See here: https://bitbucket.org/toptensoftware/minimalopengl/overview


Update 2 - found a GPU that works as expected Radeon RX460. Updated screen shots in repo to show what's expected.


Update 3 - I'm now fairly confident this is caused by issues with the NVidia and Intel drivers and have logged bugs with both. I guess WHQL compliance doesn't cover OpenGL drivers.

Still... it'd be nice to have proper documentation or example program from Microsoft on how OpenGL and the per-monitor DPI support is supposed to work.

1
Where do you get prc->right and prc->bottom from?Nicol Bolas
As stated it's the window's client rect (ie: GetClientRect). See the referenced demo program for exact details.Brad Robinson

1 Answers

1
votes

Have the same problem on gtx 1050. I've noticed that this problem only appears with SetThreadDpiAwarenessContext function.

from msdn:

SetThreadDpiAwarenessContext function. Set the DPI awareness for the current thread to the provided value.
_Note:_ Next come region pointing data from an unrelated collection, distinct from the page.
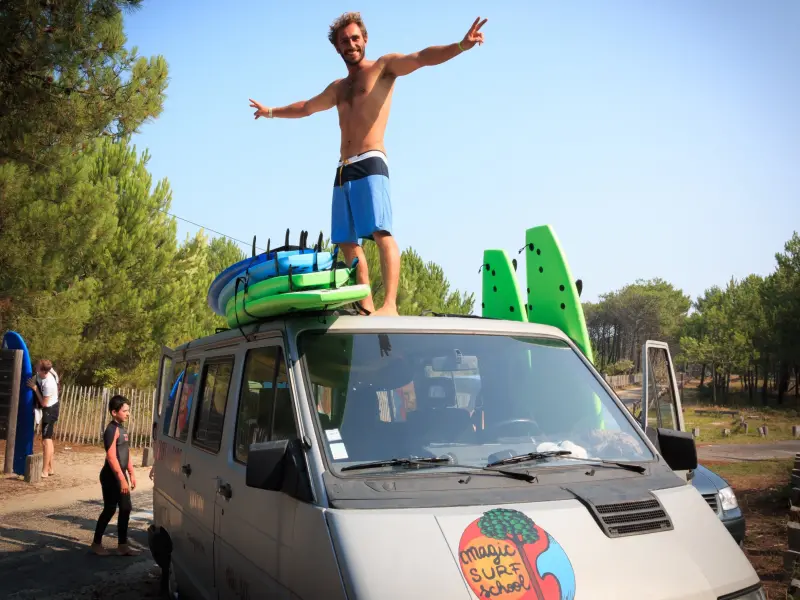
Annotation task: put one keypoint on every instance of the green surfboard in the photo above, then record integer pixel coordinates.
(553, 296)
(501, 294)
(268, 306)
(282, 285)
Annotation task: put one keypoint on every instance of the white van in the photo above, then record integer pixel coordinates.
(334, 456)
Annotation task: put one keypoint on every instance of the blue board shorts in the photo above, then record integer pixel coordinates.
(361, 204)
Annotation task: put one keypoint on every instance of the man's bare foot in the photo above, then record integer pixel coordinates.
(125, 550)
(386, 310)
(99, 550)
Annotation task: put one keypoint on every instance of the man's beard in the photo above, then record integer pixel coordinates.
(353, 60)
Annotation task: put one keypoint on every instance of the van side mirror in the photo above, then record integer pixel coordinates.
(279, 466)
(678, 449)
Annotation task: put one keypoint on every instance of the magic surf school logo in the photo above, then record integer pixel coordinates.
(504, 554)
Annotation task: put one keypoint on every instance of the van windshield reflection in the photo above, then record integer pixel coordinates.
(475, 399)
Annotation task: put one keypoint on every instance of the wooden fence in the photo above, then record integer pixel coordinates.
(618, 381)
(83, 415)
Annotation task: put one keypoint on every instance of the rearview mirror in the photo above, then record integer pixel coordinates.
(265, 465)
(678, 449)
(279, 466)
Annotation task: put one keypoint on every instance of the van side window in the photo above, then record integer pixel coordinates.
(213, 400)
(166, 382)
(185, 400)
(283, 426)
(265, 402)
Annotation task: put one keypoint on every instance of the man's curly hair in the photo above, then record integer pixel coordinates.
(343, 21)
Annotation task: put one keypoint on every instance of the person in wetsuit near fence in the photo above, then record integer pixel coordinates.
(114, 478)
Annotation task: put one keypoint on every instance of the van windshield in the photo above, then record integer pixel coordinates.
(476, 398)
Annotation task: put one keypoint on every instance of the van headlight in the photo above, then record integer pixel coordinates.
(727, 499)
(753, 594)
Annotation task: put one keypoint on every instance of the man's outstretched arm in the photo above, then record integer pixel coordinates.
(322, 101)
(404, 64)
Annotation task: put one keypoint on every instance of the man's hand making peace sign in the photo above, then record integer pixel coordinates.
(474, 35)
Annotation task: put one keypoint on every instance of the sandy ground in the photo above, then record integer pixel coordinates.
(76, 478)
(46, 529)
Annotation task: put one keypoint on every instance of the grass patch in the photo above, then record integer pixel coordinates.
(746, 474)
(778, 419)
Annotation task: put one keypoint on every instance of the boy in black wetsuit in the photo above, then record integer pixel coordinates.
(114, 478)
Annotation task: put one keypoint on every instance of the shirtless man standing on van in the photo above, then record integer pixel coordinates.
(361, 207)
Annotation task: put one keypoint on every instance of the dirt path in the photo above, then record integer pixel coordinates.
(76, 472)
(44, 553)
(748, 452)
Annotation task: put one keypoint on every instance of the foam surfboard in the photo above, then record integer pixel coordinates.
(285, 284)
(296, 301)
(25, 422)
(553, 296)
(277, 266)
(501, 294)
(237, 269)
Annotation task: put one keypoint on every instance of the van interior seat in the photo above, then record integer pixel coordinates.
(365, 436)
(438, 417)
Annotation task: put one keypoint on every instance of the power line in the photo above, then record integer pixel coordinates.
(248, 245)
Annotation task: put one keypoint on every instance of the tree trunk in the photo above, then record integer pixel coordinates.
(713, 382)
(783, 381)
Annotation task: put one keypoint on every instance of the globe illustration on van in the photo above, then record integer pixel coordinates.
(504, 554)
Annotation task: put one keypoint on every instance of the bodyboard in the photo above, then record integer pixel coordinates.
(296, 301)
(501, 294)
(297, 283)
(300, 263)
(553, 297)
(23, 445)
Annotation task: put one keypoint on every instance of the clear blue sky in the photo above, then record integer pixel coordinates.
(660, 139)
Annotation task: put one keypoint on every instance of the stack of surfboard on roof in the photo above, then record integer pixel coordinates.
(284, 280)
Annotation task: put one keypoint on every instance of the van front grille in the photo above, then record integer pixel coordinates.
(632, 518)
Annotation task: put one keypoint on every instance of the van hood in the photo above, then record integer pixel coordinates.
(554, 550)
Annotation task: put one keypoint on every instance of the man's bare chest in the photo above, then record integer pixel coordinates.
(365, 89)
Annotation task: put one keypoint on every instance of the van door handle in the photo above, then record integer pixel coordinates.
(224, 489)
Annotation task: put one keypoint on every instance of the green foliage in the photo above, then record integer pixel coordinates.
(505, 524)
(623, 320)
(66, 78)
(751, 329)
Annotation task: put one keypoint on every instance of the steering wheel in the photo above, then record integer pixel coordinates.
(500, 424)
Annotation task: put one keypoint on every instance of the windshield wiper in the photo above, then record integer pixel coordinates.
(434, 461)
(564, 454)
(400, 462)
(528, 456)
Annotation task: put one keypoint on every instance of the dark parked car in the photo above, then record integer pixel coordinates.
(720, 497)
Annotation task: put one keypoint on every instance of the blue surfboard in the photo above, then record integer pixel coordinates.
(300, 263)
(24, 442)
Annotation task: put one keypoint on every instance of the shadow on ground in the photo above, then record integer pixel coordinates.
(52, 556)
It means that if driver creates one or more additional threads to render OpenGL, each thread will have different dpi awareness level.

So there are three solutions:

  1. Use old SetProcessDpiAwareness(PROCESS_PER_MONITOR_DPI_AWARE) function from Windows 8.1 and call EnableNonClientDpiScaling(hWnd) in WM_NCCREATE message;
  2. Use new SetProcessDpiAwarenessContext(DPI_AWARENESS_CONTEXT_PER_MONITOR_AWARE_V2) from Creators Update;
  3. Set dpi awareness level in application manifest (will be applied to whole application).

Both functions set awareness level for whole process.